R how much memory used




















The goal of this chapter is to help you understand the basics of memory management in R, moving from individual objects to functions to larger blocks of code. Memory profiling with lineprof shows you how to use the lineprof package to understand how memory is allocated and released in larger code blocks.

Modification in place introduces you to the address and refs functions so that you can understand when R modifies in place and when R modifies a copy.

Understanding when objects are copied is very important for writing efficient R code. Most of the information in this chapter was gleaned from a close reading of the documentation particularly?

Memory and? The rest I figured out by reading the C source code, performing small experiments, and asking questions on R-devel. Any mistakes are entirely mine. This function tells you how many bytes of memory an object occupies:. This function is better than the built-in object.

The code below computes and plots the memory usage of integer vectors ranging in length from 0 to 50 elements. You might expect that the size of an empty vector would be zero and that memory usage would grow proportionately with length.

Neither of those things are true! Every length 0 vector occupies 40 bytes of memory:. Object metadata 4 bytes. These metadata store the base type e.

This doubly-linked list makes it easy for internal R code to loop through every object in memory. The length of the vector 4 bytes. But in R 3. Read R-internals to see how support for long vectors was added without having to change the size of this field. This is basically never used, except when the object is the hash table used for an environment.

In that case, the true length represents the allocated space, and the length represents the space currently used. The data?? An empty vector has 0 bytes of data. Numeric vectors occupy 8 bytes for every element, integer vectors 4, and complex vectors This explains the intercept on the graph. But why does the memory size grow irregularly? To understand why, you need to know a little bit about how R requests memory from the operating system. Requesting memory with malloc is a relatively expensive operation.

Having to request memory every time a small vector is created would slow R down considerably. Instead, R asks for a big block of memory and then manages that block itself.

Moreover, each memory allocation will eventually have to be deallocated and in R this is done automatically by the garbage collector, which runs in the background and recovers any blocks of memory that are allocated but no longer in use.

Garbage collection takes time and therefore slows down the overall processing in R even further. The profmem function uses the utils::Rprofmem function for logging memory allocation events to a temporary file. The logged events are parsed and returned as an in-memory R object in a format that is convenient to work with. All memory allocations that are done via the native allocVector3 part of R's native API are logged, which means that nearly all memory allocations are logged.

Any objects allocated this way are automatically deallocated by R's garbage collector at some point. Garbage collection events are not logged by profmem. Such objects are not handled by the R garbage collector. In addition to utils::Rprofmem , R also provides utils::Rprof memory.

Despite the close similarity of their names, they use completely different approaches for profiling the memory usage. Note that parts of the garbage collection process goes through the full reserved pointer protection stack and hence becomes slower when the size is increased.

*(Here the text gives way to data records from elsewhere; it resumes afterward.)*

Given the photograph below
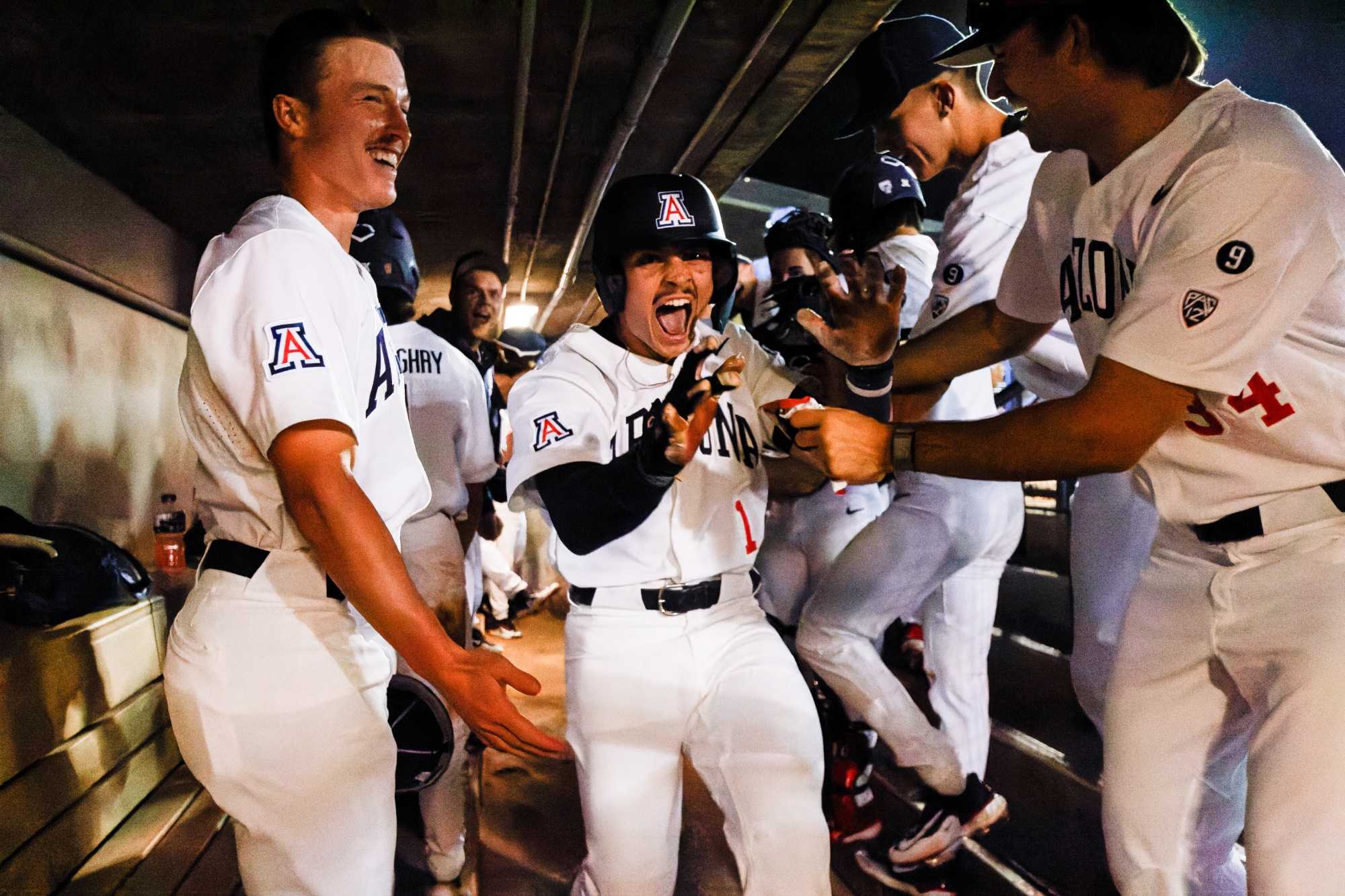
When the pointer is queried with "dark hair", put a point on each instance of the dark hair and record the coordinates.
(1149, 38)
(293, 57)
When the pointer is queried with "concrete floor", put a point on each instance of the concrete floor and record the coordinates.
(532, 829)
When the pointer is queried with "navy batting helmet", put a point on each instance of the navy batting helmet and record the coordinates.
(383, 244)
(650, 212)
(423, 732)
(868, 192)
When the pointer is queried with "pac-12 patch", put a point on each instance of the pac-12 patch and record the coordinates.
(291, 349)
(548, 430)
(673, 212)
(1196, 307)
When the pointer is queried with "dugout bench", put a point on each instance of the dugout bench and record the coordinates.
(93, 792)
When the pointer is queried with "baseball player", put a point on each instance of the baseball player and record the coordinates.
(275, 685)
(648, 459)
(383, 244)
(809, 525)
(1192, 237)
(447, 408)
(477, 291)
(946, 542)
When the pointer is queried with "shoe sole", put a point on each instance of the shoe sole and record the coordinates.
(995, 811)
(861, 836)
(886, 874)
(933, 848)
(539, 600)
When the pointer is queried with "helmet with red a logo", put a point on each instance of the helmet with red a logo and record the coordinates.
(653, 212)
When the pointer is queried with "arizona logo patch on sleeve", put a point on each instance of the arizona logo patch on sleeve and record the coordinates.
(549, 430)
(291, 349)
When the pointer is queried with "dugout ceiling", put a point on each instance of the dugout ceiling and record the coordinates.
(159, 99)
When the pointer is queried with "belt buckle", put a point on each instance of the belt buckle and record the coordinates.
(664, 610)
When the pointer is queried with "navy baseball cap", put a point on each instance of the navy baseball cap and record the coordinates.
(479, 260)
(993, 21)
(894, 61)
(866, 189)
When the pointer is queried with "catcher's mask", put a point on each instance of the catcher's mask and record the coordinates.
(423, 732)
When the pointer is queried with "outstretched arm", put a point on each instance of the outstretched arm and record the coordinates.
(1105, 428)
(977, 338)
(314, 464)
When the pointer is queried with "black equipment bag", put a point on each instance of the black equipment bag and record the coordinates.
(54, 572)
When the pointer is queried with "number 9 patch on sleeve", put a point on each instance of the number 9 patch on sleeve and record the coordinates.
(291, 348)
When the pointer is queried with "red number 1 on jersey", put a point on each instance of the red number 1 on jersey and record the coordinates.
(747, 526)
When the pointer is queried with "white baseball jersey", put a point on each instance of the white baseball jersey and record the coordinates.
(449, 416)
(588, 401)
(1213, 257)
(919, 255)
(286, 327)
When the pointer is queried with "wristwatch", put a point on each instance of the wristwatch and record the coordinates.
(903, 448)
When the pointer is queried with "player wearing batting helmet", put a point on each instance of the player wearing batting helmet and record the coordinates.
(1192, 237)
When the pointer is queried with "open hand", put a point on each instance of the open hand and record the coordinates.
(867, 319)
(474, 686)
(700, 403)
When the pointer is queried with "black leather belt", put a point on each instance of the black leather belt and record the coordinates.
(245, 560)
(673, 600)
(1247, 524)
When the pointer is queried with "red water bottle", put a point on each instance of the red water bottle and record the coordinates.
(170, 525)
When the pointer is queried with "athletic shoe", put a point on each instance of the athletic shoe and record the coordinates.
(915, 880)
(479, 642)
(848, 799)
(502, 627)
(527, 603)
(945, 821)
(913, 647)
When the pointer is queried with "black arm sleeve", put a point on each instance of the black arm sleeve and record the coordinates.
(592, 503)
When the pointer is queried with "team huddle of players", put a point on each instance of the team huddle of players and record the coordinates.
(1163, 263)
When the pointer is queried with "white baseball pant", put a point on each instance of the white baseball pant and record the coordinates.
(720, 685)
(500, 560)
(952, 536)
(1231, 650)
(279, 704)
(804, 537)
(1112, 530)
(434, 555)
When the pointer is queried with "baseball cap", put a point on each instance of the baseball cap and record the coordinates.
(479, 260)
(866, 189)
(895, 60)
(992, 21)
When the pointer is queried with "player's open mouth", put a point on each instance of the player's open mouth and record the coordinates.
(675, 317)
(388, 158)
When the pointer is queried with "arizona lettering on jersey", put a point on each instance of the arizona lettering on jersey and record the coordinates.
(730, 436)
(591, 400)
(1210, 259)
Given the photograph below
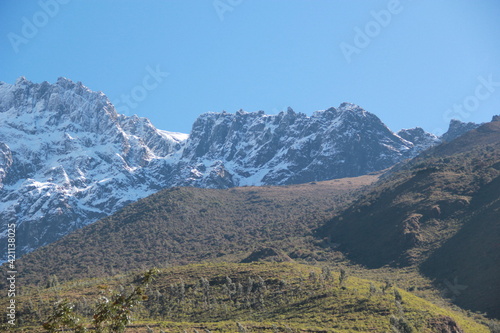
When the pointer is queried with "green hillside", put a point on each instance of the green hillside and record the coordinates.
(255, 297)
(189, 225)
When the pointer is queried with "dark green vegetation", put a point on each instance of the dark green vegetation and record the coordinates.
(189, 225)
(430, 225)
(441, 212)
(255, 297)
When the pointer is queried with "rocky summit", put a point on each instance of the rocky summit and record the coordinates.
(67, 158)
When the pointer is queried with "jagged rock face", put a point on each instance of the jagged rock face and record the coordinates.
(456, 129)
(67, 158)
(421, 139)
(291, 147)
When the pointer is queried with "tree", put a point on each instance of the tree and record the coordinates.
(342, 277)
(111, 315)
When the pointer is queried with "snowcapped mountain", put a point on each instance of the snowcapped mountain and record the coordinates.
(67, 158)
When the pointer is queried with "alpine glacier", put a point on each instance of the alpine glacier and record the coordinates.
(67, 158)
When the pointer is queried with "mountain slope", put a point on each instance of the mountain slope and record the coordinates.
(186, 225)
(440, 211)
(257, 297)
(67, 158)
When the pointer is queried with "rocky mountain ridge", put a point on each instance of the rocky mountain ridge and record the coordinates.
(67, 158)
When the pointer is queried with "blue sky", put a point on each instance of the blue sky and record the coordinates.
(412, 63)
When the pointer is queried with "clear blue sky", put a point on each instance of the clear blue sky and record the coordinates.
(418, 62)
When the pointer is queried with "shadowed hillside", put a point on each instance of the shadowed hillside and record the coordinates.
(185, 225)
(440, 210)
(256, 297)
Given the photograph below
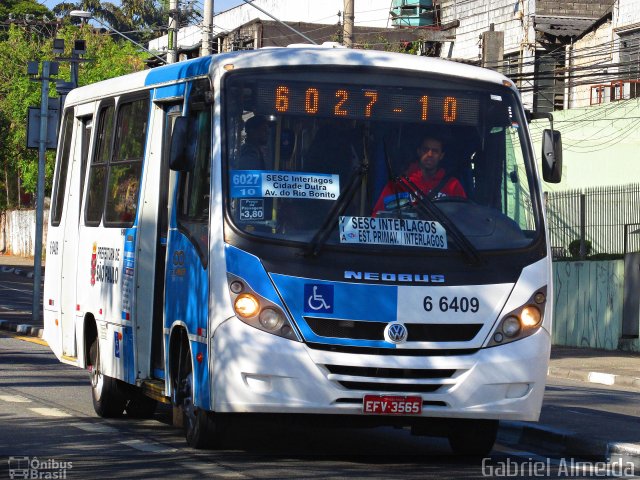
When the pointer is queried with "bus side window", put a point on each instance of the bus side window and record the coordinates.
(193, 190)
(63, 166)
(126, 164)
(99, 165)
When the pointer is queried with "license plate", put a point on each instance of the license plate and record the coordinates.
(391, 405)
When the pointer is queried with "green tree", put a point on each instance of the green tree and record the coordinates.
(108, 58)
(138, 19)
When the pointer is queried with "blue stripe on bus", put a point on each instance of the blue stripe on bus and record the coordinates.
(350, 301)
(177, 71)
(249, 268)
(170, 91)
(375, 303)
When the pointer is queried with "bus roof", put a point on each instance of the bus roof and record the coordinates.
(272, 57)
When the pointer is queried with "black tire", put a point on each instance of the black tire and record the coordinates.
(201, 430)
(474, 438)
(108, 396)
(139, 405)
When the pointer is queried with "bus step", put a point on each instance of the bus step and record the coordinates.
(155, 389)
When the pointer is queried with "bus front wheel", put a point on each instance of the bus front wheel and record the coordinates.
(473, 437)
(108, 397)
(201, 429)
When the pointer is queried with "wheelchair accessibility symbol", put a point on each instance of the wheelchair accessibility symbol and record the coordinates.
(318, 298)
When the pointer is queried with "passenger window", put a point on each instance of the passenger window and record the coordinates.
(99, 165)
(126, 165)
(63, 167)
(193, 193)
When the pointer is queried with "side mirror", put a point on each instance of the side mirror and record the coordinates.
(551, 156)
(181, 157)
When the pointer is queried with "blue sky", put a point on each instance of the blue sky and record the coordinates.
(218, 5)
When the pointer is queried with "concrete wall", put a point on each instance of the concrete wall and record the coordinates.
(18, 231)
(600, 144)
(595, 47)
(370, 13)
(626, 14)
(588, 303)
(475, 16)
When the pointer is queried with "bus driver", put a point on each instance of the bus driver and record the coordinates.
(426, 174)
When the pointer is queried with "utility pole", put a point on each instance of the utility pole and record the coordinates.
(207, 24)
(172, 52)
(348, 23)
(493, 49)
(48, 68)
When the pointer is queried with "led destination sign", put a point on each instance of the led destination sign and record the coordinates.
(362, 102)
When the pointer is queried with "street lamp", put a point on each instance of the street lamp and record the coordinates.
(89, 16)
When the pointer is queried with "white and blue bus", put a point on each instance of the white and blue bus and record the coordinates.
(189, 263)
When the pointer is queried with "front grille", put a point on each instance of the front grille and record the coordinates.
(418, 332)
(389, 387)
(408, 352)
(410, 373)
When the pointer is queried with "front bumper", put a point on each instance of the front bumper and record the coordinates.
(261, 373)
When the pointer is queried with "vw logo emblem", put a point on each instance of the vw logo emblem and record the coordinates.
(395, 333)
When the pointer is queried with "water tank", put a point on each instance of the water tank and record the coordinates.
(412, 13)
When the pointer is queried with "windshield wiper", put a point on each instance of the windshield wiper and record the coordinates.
(321, 236)
(426, 206)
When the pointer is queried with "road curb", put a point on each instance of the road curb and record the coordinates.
(594, 377)
(548, 440)
(21, 271)
(22, 328)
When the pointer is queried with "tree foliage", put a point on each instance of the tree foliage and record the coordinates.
(138, 19)
(108, 58)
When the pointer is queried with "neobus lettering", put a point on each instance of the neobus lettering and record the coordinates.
(394, 277)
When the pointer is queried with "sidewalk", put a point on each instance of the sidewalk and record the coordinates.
(581, 426)
(18, 265)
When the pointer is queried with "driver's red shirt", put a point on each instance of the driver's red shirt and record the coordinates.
(450, 189)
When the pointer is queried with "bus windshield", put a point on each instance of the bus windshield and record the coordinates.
(392, 161)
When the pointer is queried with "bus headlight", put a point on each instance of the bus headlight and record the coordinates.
(521, 322)
(511, 327)
(259, 312)
(246, 305)
(531, 316)
(271, 319)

Currently the maximum value accepted is Memory-limits for the design limitations. Details R has a variable-sized workspace. See Also An Introduction to R for more command-line options. Stack Overflow for Teams — Collaborate and share knowledge with a private group. Create a free Team What is Teams? Collectives on Stack Overflow. Learn more.

Determining memory usage of objects? Ask Question. Asked 12 years, 2 months ago. Active 27 days ago. Viewed 83k times. Improve this question. Josh Reich Josh Reich 6, 5 5 gold badges 26 26 silver badges 26 26 bronze badges. I do not understand why this question was closed.

This question asks about determining memory usage which is clearly distinct from the linked "duplicate" which is about managing memory.